A CS tem sido utilizada principalmente para o mapeamento de campos teóricos e de debates de políticas (TELLO; GOROSTIAGA, 2009). Um exemplo da aplicação da CS é o trabalho de Paulston (2001) sobre o discurso da educação comparada acerca da pós-modernidade. A partir da análise de uns sessenta textos, incluindo tanto trabalhos de teóricos da educação comparada como textos das ciências sociais e a filosofia, o estudo identifica seis comunidades de saber que são mais ou menos favoráveis a visões pós-modernistas e quatro posições modernistas. Essas perspectivas são caracterizadas, representadas espacialmente e comparadas segundo a maneira pela qual escolhem entender a realidade e problematizar a prática educativa em relação ao fenômeno da pós-modernidade.
Gorostiaga e Paulston (2004) apresentam outro exemplo. Nesse caso, a investigação incluiu a identificação e caracterização das principais formas de ver a descentralização escolar, através da análise interpretativa de textos acadêmicos e institucionais, referidos a casos nacionais ou com um enfoque internacional. Na exegese textual, deu-se particular atenção às referências e citações de outros textos para mostrar os diferentes tipos de relações existentes entre as perspectivas.
No caso do debate global, identificaram-se sete perspectivas. Nessa representação, também os textos são localizados no mapa, incluindo aqueles que ilustram possíveis combinações entre mais de uma perspectiva. As setas são utilizadas para indicar relações de oposição ou de adoção de argumentos entre as diferentes perspectivas. Nesse caso, a CS permite ir além da oposição centralização-descentralização para identificar perspectivas que, por exemplo, ligam a opção por uma política de maior autonomia escolar a diferentes cosmovisões e objetivos, ou que se opõem a ela baseadas em diferentes argumentos.
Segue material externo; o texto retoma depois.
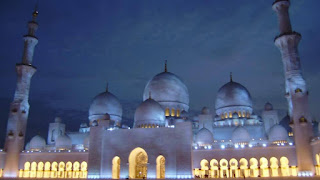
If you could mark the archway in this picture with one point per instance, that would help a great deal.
(274, 167)
(138, 160)
(116, 167)
(40, 170)
(284, 163)
(243, 167)
(224, 172)
(233, 168)
(161, 167)
(76, 169)
(254, 171)
(26, 171)
(47, 170)
(33, 172)
(214, 169)
(264, 167)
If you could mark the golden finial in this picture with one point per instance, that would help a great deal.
(35, 12)
(165, 66)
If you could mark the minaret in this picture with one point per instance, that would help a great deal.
(19, 108)
(296, 91)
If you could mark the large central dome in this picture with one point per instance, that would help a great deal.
(169, 90)
(233, 97)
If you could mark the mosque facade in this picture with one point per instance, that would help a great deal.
(165, 141)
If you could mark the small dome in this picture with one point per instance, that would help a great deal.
(63, 142)
(149, 112)
(169, 90)
(278, 133)
(86, 142)
(105, 103)
(184, 114)
(240, 135)
(37, 143)
(235, 115)
(268, 107)
(233, 97)
(57, 120)
(204, 137)
(27, 147)
(205, 110)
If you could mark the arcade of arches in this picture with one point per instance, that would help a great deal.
(54, 170)
(245, 168)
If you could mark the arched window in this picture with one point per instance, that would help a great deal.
(233, 168)
(224, 172)
(161, 167)
(84, 170)
(116, 168)
(76, 170)
(284, 163)
(254, 171)
(264, 167)
(214, 173)
(40, 170)
(138, 160)
(274, 165)
(243, 167)
(33, 171)
(26, 171)
(47, 170)
(69, 170)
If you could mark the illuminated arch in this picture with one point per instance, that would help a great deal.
(76, 169)
(284, 164)
(138, 160)
(47, 170)
(84, 169)
(264, 167)
(116, 167)
(233, 168)
(54, 169)
(274, 165)
(26, 171)
(61, 169)
(214, 168)
(68, 170)
(224, 172)
(40, 170)
(33, 170)
(243, 167)
(161, 167)
(254, 171)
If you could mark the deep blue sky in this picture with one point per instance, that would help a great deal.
(84, 44)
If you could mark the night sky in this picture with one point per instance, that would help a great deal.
(85, 44)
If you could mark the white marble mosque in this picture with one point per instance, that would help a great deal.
(231, 142)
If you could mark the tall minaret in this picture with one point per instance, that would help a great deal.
(296, 91)
(19, 108)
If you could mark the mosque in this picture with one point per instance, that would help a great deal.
(231, 142)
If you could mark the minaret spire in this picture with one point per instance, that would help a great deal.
(296, 91)
(19, 108)
(165, 66)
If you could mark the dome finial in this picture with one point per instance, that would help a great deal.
(35, 12)
(165, 66)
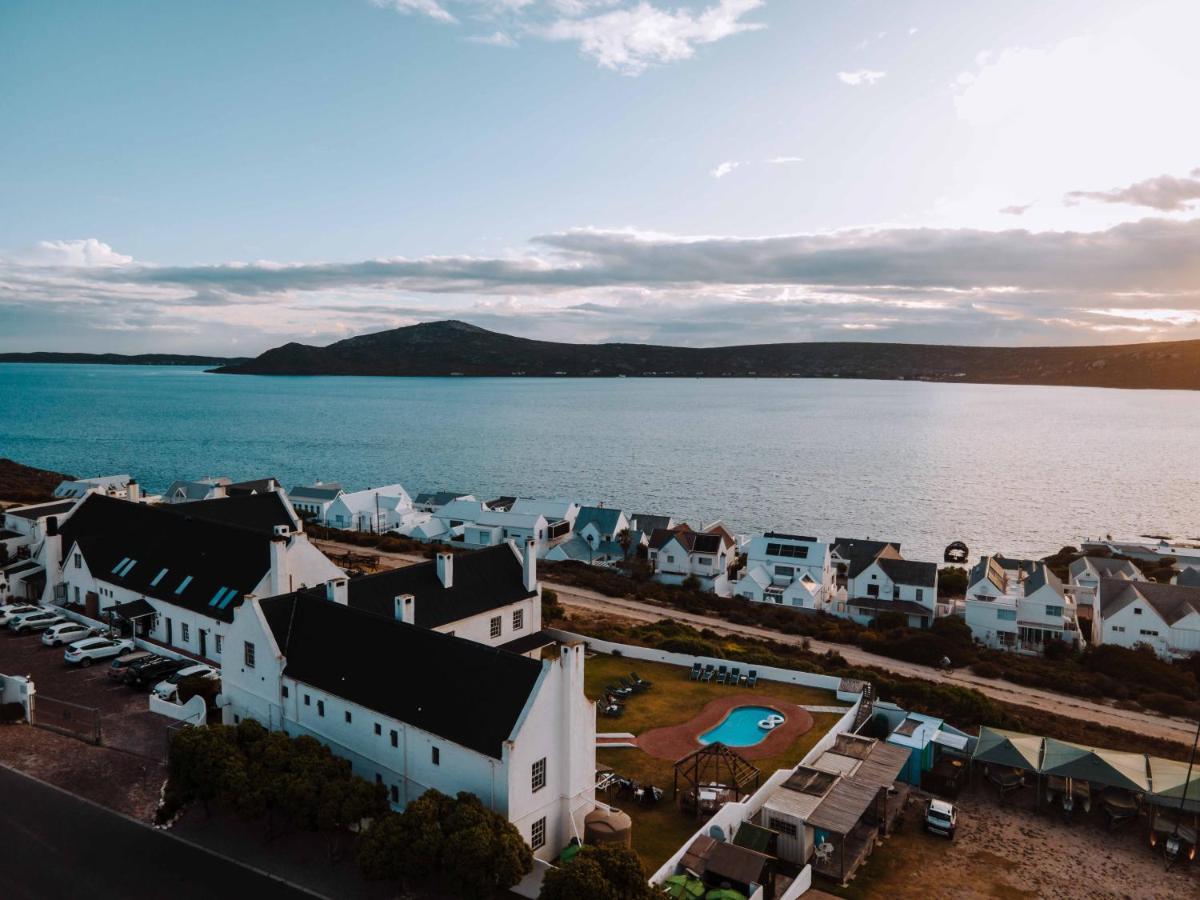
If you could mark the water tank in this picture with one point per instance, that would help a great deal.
(603, 827)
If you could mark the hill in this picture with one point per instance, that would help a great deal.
(118, 359)
(449, 348)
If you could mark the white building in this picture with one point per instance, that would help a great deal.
(376, 510)
(682, 553)
(415, 709)
(1019, 605)
(174, 575)
(787, 570)
(1167, 617)
(313, 501)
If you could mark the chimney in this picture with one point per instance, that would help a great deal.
(406, 609)
(445, 569)
(336, 591)
(529, 567)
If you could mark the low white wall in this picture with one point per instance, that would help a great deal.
(17, 689)
(768, 673)
(193, 712)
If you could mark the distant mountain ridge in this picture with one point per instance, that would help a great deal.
(120, 359)
(456, 348)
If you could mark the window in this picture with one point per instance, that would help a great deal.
(538, 834)
(779, 825)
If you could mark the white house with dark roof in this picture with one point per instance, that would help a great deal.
(1019, 605)
(683, 553)
(174, 575)
(787, 570)
(1165, 617)
(313, 501)
(415, 709)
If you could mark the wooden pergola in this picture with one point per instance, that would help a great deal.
(714, 769)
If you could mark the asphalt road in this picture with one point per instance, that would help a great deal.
(57, 845)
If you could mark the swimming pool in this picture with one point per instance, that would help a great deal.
(739, 727)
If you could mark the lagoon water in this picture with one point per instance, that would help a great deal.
(1017, 469)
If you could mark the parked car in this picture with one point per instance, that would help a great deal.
(66, 633)
(84, 653)
(120, 666)
(10, 610)
(150, 672)
(168, 687)
(941, 817)
(39, 621)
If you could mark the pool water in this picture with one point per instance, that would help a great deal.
(739, 727)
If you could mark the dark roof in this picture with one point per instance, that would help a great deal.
(253, 511)
(861, 553)
(1171, 601)
(484, 580)
(210, 556)
(42, 509)
(457, 689)
(910, 571)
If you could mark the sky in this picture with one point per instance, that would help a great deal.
(227, 177)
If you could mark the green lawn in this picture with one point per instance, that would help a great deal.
(675, 699)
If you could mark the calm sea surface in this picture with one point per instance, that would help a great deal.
(1013, 469)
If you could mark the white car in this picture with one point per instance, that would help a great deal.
(168, 687)
(84, 653)
(66, 633)
(10, 610)
(23, 623)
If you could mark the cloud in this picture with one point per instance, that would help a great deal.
(862, 76)
(424, 7)
(1167, 193)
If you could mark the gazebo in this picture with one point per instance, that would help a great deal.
(713, 775)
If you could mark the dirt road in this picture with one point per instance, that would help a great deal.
(1049, 701)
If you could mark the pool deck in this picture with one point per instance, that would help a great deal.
(677, 741)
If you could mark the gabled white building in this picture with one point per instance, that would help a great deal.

Esses mapas oferecem uma representação provisória, aberta a uma constante revisão da multiplicidade de posições e argumentos, sem estabelecer qual é a perspectiva mais adequada nem oferecer uma síntese superadora, apenas procurando que os diferentes pontos de vista se expressem em seus próprios termos, reconhecendo a subjetividade do analista e o fato de que qualquer texto está sempre aberto a múltiplas leituras.